US-Iran War: How it affects families in Uganda
KAMPALA, Uganda: Far from the battlefields of the Middle East, Ugandan families are feeling the distant war’s painful ripples at home most acutely through the safety of their children studying abroad and the mounting pressures threatening school fees, meals, and daily stability.
The most heartfelt scenes unfolded yesterday at Entebbe International Airport, where 43 young Ugandans, many in their late teens and twenties stepped off an Ethiopian Airlines flight, exhausted but alive. These students, primarily from Ahlul Bayt International University in Tehran had been pursuing degrees in fields like international relations and Islamic studies when explosions turned their campus into a war zone.
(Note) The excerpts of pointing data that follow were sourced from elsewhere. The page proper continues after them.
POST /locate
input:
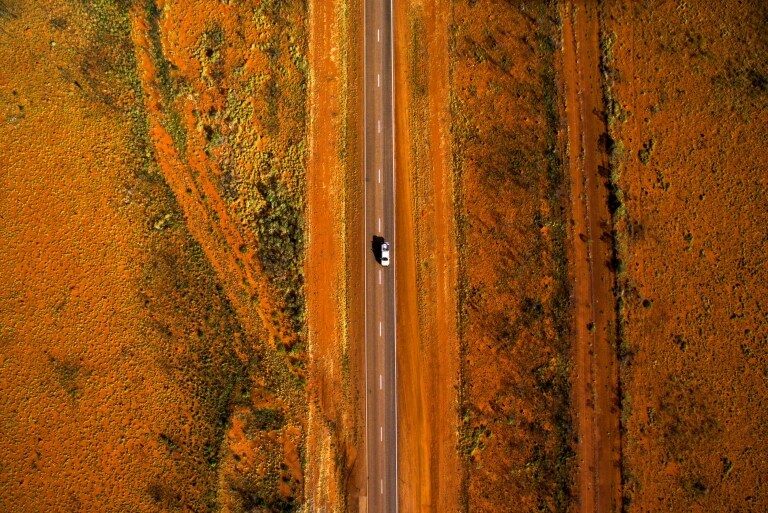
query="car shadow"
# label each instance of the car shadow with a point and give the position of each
(376, 247)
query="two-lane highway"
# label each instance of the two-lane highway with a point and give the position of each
(380, 316)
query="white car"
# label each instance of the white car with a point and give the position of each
(385, 254)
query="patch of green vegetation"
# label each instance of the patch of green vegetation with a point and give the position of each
(168, 87)
(645, 154)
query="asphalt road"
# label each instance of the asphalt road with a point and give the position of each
(378, 188)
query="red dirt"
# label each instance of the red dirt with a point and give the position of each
(148, 360)
(515, 418)
(334, 437)
(427, 345)
(595, 377)
(691, 77)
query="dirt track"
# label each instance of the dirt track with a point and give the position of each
(334, 417)
(596, 369)
(427, 344)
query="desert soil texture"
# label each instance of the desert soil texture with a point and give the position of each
(581, 236)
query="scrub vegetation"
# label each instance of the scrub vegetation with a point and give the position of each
(158, 156)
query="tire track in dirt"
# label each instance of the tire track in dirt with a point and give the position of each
(596, 368)
(427, 345)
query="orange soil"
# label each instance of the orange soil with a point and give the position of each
(104, 374)
(429, 467)
(595, 379)
(128, 212)
(334, 421)
(693, 78)
(515, 392)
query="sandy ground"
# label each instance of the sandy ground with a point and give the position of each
(689, 86)
(153, 351)
(595, 369)
(429, 467)
(334, 445)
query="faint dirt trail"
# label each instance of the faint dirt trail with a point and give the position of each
(596, 368)
(426, 281)
(332, 422)
(221, 240)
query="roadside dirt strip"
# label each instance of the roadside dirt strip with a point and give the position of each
(595, 386)
(427, 342)
(333, 190)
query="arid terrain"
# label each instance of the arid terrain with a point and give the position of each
(582, 225)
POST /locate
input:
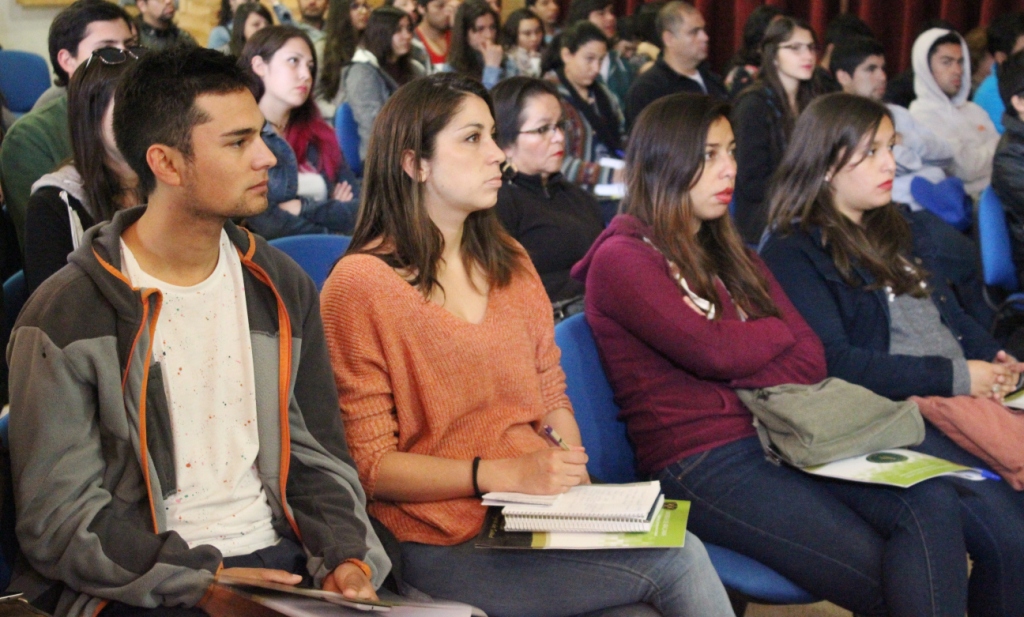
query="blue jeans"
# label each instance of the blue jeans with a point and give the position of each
(871, 549)
(548, 583)
(993, 528)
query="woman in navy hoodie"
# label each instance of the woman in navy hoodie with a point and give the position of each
(683, 315)
(857, 267)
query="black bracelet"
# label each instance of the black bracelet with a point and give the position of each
(476, 470)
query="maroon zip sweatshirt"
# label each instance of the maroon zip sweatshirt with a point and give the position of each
(673, 370)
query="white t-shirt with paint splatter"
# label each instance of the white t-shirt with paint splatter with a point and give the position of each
(203, 345)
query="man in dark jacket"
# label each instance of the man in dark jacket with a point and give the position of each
(681, 67)
(1008, 165)
(174, 414)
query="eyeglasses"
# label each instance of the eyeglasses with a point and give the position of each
(561, 125)
(800, 47)
(116, 55)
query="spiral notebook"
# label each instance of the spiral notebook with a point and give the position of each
(591, 508)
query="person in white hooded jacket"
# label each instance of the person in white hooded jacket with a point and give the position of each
(942, 83)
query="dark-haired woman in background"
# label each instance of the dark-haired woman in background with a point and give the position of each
(381, 64)
(442, 347)
(474, 50)
(345, 21)
(594, 123)
(548, 11)
(858, 269)
(615, 72)
(764, 116)
(683, 315)
(311, 189)
(553, 219)
(743, 67)
(98, 181)
(522, 36)
(220, 36)
(250, 17)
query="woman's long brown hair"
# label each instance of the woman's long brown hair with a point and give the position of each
(664, 161)
(393, 222)
(826, 138)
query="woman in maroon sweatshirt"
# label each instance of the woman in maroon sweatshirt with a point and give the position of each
(683, 314)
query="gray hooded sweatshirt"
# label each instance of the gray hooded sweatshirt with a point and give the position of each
(963, 124)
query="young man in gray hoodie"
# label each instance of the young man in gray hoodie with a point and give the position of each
(173, 412)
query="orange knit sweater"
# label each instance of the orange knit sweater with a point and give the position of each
(414, 378)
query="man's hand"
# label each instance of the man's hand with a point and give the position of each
(349, 580)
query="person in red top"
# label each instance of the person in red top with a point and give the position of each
(435, 32)
(683, 315)
(441, 340)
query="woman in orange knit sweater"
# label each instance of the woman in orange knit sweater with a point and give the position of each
(442, 345)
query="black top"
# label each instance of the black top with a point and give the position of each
(556, 224)
(47, 234)
(660, 80)
(758, 123)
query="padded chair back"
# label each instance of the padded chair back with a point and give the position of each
(348, 137)
(993, 237)
(316, 254)
(24, 77)
(603, 434)
(8, 543)
(14, 295)
(611, 458)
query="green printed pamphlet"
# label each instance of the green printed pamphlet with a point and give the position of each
(894, 468)
(668, 530)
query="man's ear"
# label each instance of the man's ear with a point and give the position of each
(415, 168)
(259, 67)
(843, 78)
(67, 61)
(167, 164)
(1017, 101)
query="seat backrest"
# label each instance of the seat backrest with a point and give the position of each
(611, 457)
(14, 295)
(316, 254)
(993, 235)
(348, 136)
(24, 77)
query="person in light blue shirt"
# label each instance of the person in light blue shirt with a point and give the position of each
(1006, 37)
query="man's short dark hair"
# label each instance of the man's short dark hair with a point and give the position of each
(68, 29)
(950, 38)
(581, 9)
(1011, 74)
(156, 101)
(671, 15)
(850, 53)
(1004, 32)
(845, 26)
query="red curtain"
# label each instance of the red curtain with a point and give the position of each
(895, 21)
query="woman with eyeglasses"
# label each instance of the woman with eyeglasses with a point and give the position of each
(95, 184)
(553, 219)
(684, 315)
(595, 127)
(311, 188)
(474, 50)
(764, 115)
(442, 348)
(522, 36)
(382, 63)
(346, 19)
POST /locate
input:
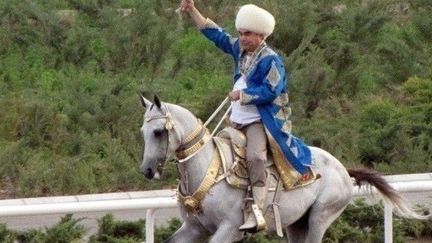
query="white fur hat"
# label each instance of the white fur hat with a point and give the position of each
(255, 19)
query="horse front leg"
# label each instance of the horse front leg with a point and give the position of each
(226, 233)
(188, 233)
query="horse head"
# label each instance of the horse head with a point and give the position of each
(166, 130)
(160, 139)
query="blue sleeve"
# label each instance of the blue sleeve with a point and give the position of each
(272, 85)
(217, 35)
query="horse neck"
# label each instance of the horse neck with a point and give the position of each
(193, 170)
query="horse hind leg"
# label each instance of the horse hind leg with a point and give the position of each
(188, 233)
(297, 232)
(320, 219)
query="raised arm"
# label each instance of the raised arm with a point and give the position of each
(189, 7)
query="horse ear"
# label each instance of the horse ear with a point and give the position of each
(157, 101)
(144, 102)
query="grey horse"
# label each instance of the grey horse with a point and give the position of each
(306, 213)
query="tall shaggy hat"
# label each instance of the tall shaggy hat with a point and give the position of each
(255, 19)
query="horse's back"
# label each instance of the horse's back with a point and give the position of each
(334, 177)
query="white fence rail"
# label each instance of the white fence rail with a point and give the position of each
(166, 199)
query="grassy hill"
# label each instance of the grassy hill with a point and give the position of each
(360, 84)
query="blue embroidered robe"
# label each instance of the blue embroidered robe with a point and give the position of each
(266, 88)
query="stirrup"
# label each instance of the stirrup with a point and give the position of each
(255, 222)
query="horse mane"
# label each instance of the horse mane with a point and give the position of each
(372, 178)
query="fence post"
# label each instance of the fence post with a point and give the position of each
(388, 223)
(150, 225)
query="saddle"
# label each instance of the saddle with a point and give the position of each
(231, 145)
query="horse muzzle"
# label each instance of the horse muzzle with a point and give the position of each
(150, 173)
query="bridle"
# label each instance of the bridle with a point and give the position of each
(190, 145)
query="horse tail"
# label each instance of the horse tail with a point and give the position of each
(388, 193)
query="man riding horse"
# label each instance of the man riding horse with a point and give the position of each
(259, 98)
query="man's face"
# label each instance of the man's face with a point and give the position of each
(249, 40)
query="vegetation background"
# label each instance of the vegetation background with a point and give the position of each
(360, 84)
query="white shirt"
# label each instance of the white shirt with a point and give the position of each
(243, 114)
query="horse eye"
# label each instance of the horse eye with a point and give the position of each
(157, 133)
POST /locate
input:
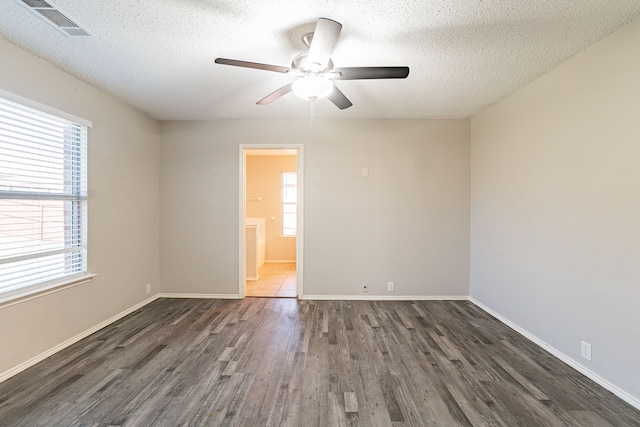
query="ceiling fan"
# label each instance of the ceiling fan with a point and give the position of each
(315, 69)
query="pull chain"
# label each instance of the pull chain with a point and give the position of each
(311, 114)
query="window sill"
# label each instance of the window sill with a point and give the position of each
(18, 296)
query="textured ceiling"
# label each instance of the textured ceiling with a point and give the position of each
(464, 55)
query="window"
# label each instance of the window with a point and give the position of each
(289, 203)
(43, 199)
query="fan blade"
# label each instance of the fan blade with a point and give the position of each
(338, 98)
(275, 95)
(359, 73)
(255, 65)
(324, 39)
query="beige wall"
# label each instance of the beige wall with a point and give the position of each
(555, 213)
(408, 222)
(263, 176)
(123, 211)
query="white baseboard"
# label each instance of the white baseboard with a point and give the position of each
(39, 358)
(631, 400)
(384, 297)
(203, 296)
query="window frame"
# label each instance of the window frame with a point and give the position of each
(286, 202)
(74, 149)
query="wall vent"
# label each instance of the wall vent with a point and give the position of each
(55, 17)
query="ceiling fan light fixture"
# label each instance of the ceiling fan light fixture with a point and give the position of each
(312, 87)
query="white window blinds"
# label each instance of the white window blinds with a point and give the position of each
(43, 198)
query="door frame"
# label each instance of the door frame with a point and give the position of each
(300, 211)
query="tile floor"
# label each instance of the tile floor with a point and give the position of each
(277, 279)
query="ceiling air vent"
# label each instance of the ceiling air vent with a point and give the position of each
(55, 17)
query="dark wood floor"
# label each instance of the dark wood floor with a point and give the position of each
(278, 362)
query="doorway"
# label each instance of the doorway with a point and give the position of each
(271, 231)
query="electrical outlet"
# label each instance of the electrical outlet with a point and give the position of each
(585, 350)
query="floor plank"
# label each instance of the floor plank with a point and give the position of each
(280, 361)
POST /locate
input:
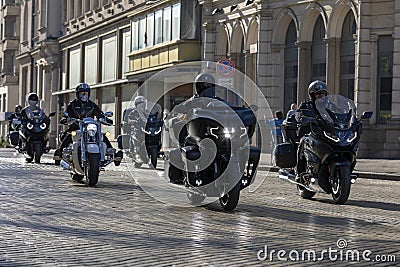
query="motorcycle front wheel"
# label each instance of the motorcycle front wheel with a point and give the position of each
(92, 168)
(341, 184)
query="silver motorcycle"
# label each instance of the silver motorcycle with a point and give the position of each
(88, 154)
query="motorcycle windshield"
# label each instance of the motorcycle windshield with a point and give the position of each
(148, 108)
(337, 109)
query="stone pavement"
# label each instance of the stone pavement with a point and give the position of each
(46, 219)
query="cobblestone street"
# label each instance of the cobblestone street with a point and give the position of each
(47, 219)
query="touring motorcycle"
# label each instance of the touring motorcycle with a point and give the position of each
(88, 154)
(329, 150)
(212, 155)
(142, 129)
(30, 137)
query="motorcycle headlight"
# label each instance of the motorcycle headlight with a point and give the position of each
(144, 130)
(331, 137)
(91, 129)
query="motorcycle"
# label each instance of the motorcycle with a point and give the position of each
(142, 129)
(215, 158)
(88, 154)
(32, 135)
(329, 150)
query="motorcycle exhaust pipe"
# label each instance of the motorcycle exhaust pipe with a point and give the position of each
(65, 165)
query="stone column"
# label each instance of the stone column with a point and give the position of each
(396, 64)
(304, 70)
(209, 41)
(333, 65)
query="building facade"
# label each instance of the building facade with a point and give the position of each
(9, 70)
(284, 45)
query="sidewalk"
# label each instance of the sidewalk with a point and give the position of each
(387, 169)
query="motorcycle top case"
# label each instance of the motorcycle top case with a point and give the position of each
(285, 155)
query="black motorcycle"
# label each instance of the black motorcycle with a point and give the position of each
(142, 129)
(33, 135)
(328, 151)
(215, 159)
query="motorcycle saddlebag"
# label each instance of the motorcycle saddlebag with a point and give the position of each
(13, 138)
(285, 155)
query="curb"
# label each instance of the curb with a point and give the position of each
(361, 174)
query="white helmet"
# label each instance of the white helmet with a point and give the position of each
(139, 100)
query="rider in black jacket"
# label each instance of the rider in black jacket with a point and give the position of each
(79, 108)
(316, 90)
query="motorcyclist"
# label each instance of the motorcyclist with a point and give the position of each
(79, 108)
(31, 108)
(316, 89)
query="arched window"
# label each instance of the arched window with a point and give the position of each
(347, 62)
(319, 51)
(291, 66)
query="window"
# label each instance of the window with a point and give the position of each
(167, 24)
(109, 58)
(79, 4)
(319, 51)
(135, 35)
(150, 30)
(291, 66)
(142, 33)
(91, 63)
(347, 61)
(86, 8)
(158, 27)
(385, 76)
(176, 20)
(71, 9)
(74, 66)
(126, 45)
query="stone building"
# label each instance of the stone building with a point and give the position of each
(9, 32)
(284, 45)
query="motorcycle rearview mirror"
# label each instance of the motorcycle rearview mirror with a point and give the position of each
(366, 115)
(254, 108)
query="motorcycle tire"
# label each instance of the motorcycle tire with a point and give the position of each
(304, 193)
(341, 185)
(194, 198)
(153, 157)
(231, 199)
(77, 177)
(92, 168)
(38, 151)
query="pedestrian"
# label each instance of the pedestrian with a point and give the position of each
(292, 111)
(275, 126)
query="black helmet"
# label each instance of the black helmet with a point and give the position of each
(204, 81)
(32, 99)
(82, 87)
(317, 87)
(18, 108)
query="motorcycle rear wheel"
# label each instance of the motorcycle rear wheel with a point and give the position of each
(341, 184)
(304, 193)
(38, 151)
(92, 168)
(231, 199)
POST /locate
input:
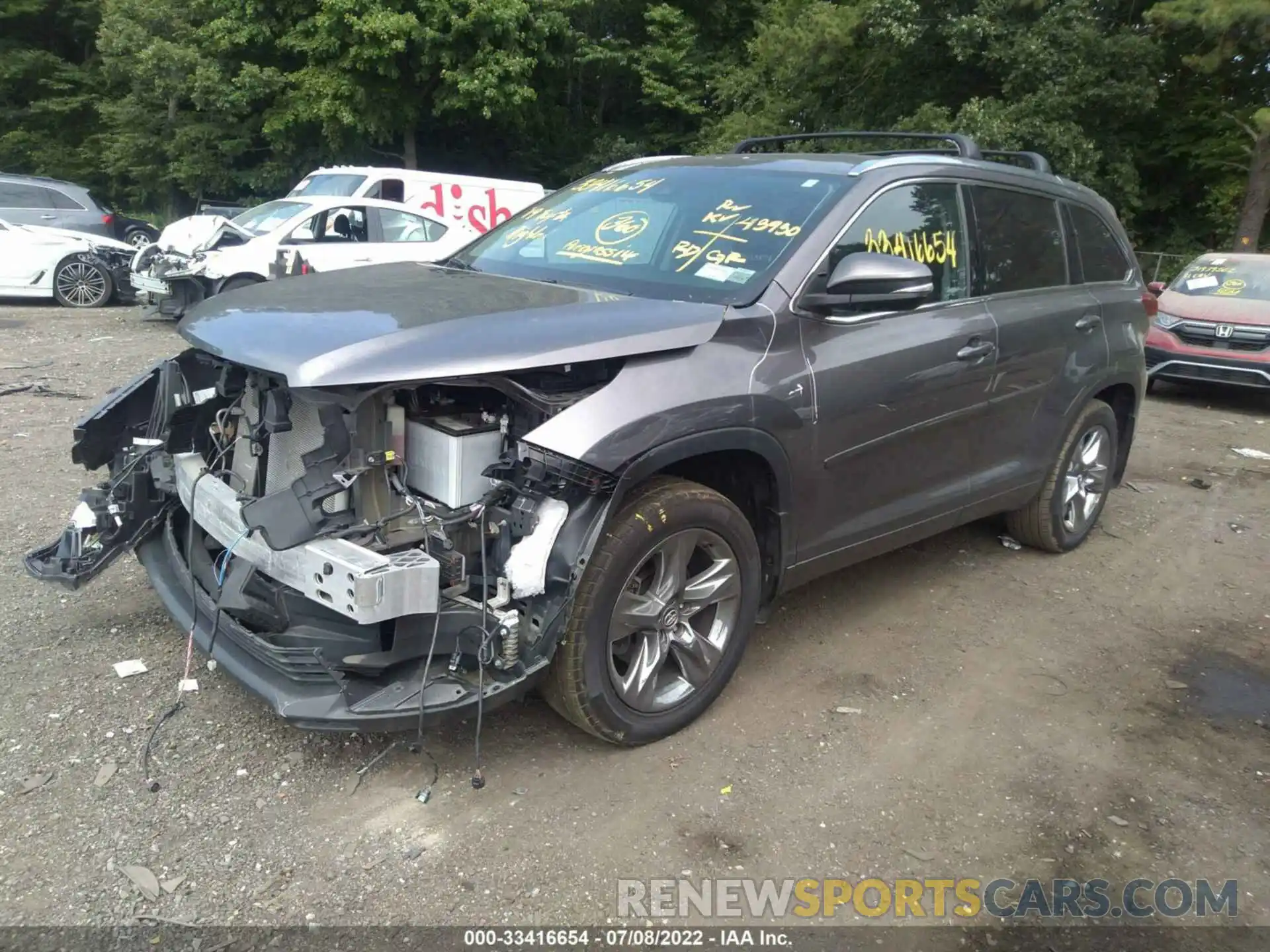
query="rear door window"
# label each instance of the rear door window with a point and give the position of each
(15, 194)
(1101, 255)
(1020, 240)
(405, 226)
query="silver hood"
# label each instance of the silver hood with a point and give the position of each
(412, 323)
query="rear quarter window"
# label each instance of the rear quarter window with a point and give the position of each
(65, 202)
(15, 194)
(1101, 255)
(1020, 240)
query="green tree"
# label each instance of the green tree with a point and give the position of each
(384, 69)
(183, 111)
(48, 88)
(1230, 44)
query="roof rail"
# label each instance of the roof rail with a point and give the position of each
(1034, 160)
(966, 146)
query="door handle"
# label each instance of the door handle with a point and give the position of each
(974, 352)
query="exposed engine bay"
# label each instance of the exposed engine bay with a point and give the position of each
(392, 551)
(177, 270)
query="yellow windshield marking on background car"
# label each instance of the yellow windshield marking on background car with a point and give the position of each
(525, 233)
(621, 226)
(548, 214)
(639, 186)
(690, 252)
(920, 247)
(601, 254)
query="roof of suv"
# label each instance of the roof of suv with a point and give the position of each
(42, 179)
(966, 154)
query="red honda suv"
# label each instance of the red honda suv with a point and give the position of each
(1213, 323)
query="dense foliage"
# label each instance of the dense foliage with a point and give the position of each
(1164, 106)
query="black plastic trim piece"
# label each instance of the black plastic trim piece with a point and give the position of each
(966, 146)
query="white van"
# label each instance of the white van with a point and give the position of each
(470, 202)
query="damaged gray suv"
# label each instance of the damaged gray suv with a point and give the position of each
(588, 452)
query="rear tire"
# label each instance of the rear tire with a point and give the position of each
(1071, 500)
(683, 559)
(80, 282)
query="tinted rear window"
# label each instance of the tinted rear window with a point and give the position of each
(15, 194)
(65, 202)
(1101, 255)
(329, 186)
(1020, 240)
(266, 218)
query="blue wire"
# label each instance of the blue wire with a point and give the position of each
(222, 560)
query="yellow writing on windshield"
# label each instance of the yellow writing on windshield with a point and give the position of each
(715, 247)
(525, 233)
(614, 184)
(601, 254)
(546, 215)
(715, 255)
(920, 245)
(621, 227)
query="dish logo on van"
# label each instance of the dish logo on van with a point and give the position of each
(483, 215)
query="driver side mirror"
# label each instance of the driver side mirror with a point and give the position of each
(875, 282)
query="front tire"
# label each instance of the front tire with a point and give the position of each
(661, 617)
(79, 282)
(1070, 503)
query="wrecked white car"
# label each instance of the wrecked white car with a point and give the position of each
(202, 255)
(71, 267)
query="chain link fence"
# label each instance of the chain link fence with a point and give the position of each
(1161, 266)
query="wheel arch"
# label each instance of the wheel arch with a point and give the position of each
(1123, 394)
(1124, 400)
(746, 465)
(89, 259)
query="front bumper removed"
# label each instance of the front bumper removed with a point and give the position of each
(319, 696)
(329, 634)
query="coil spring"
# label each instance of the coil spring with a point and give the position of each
(511, 651)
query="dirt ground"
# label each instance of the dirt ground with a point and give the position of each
(1010, 702)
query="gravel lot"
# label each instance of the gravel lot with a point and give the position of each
(1010, 702)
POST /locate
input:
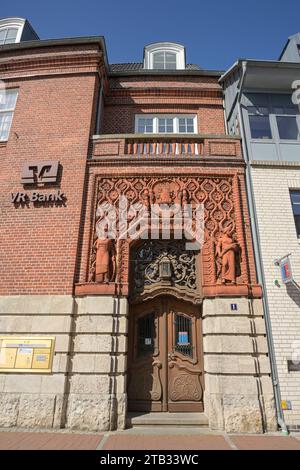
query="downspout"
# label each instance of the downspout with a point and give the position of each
(99, 110)
(258, 261)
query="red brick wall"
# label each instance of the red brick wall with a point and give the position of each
(195, 95)
(52, 120)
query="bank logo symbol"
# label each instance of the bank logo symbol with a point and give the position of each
(40, 172)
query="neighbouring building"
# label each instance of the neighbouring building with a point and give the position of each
(95, 322)
(262, 105)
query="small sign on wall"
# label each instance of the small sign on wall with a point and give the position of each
(286, 404)
(293, 366)
(24, 354)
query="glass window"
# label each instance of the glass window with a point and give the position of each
(8, 36)
(145, 125)
(165, 125)
(287, 127)
(295, 198)
(186, 125)
(7, 105)
(164, 60)
(260, 127)
(146, 334)
(183, 335)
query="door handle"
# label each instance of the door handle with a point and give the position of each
(171, 356)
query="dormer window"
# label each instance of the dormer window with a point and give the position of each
(164, 56)
(164, 60)
(14, 30)
(8, 35)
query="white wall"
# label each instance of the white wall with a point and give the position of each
(278, 237)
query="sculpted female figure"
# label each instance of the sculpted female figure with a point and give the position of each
(229, 251)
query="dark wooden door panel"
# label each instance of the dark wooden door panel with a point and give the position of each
(165, 369)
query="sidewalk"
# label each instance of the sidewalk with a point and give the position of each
(144, 439)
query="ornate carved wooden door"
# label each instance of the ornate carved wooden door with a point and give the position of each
(165, 370)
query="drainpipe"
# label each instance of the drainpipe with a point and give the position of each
(258, 261)
(98, 123)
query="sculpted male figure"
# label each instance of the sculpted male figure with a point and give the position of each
(229, 252)
(105, 260)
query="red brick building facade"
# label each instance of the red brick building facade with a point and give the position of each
(75, 108)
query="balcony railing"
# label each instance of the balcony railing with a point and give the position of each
(165, 146)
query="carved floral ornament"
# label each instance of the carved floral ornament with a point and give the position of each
(223, 259)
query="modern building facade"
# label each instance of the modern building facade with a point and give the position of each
(262, 105)
(97, 322)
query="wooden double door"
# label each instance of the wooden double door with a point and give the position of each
(165, 361)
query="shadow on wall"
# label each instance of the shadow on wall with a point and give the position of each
(293, 290)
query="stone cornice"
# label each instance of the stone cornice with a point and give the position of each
(80, 60)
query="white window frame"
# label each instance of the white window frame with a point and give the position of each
(9, 110)
(152, 49)
(175, 118)
(17, 23)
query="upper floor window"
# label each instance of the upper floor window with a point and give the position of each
(8, 35)
(295, 198)
(259, 122)
(8, 100)
(164, 56)
(166, 124)
(272, 121)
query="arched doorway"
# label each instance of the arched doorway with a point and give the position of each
(165, 359)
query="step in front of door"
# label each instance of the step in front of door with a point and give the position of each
(167, 419)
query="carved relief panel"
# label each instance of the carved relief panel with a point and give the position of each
(223, 254)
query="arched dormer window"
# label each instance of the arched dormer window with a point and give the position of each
(164, 56)
(14, 30)
(8, 35)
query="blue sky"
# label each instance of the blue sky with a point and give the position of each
(215, 32)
Sharon Twiine, 29, described the terror: “We were in class when the bombings started. It wasn’t something on the news anymore, it was right there, shaking the buildings. We grabbed what we could and ran.” The group endured a harrowing 24-hour bus journey across Iran to the Turkish border, organized by the Ugandan embassy, before transiting through Istanbul. Parents and relatives waited anxiously at the arrivals hall, tears flowing as sons and daughters embraced them after weeks of sleepless worry.
State Minister for Children and Youth Affairs Balaam Barugahara welcomed the returnees on behalf of the government, praising diplomatic efforts that secured transit visas and safe passage. He confirmed ongoing work to bring home a second group of 53 students still at Qom University. “Our young people are back where they belong,” Barugahara said.
For many parents, the reunion was a miracle amid constant fear: daily calls to check if their child was safe, prayers through the night, and the agony of not knowing if classes would ever resume. But the crisis extends beyond those directly evacuated.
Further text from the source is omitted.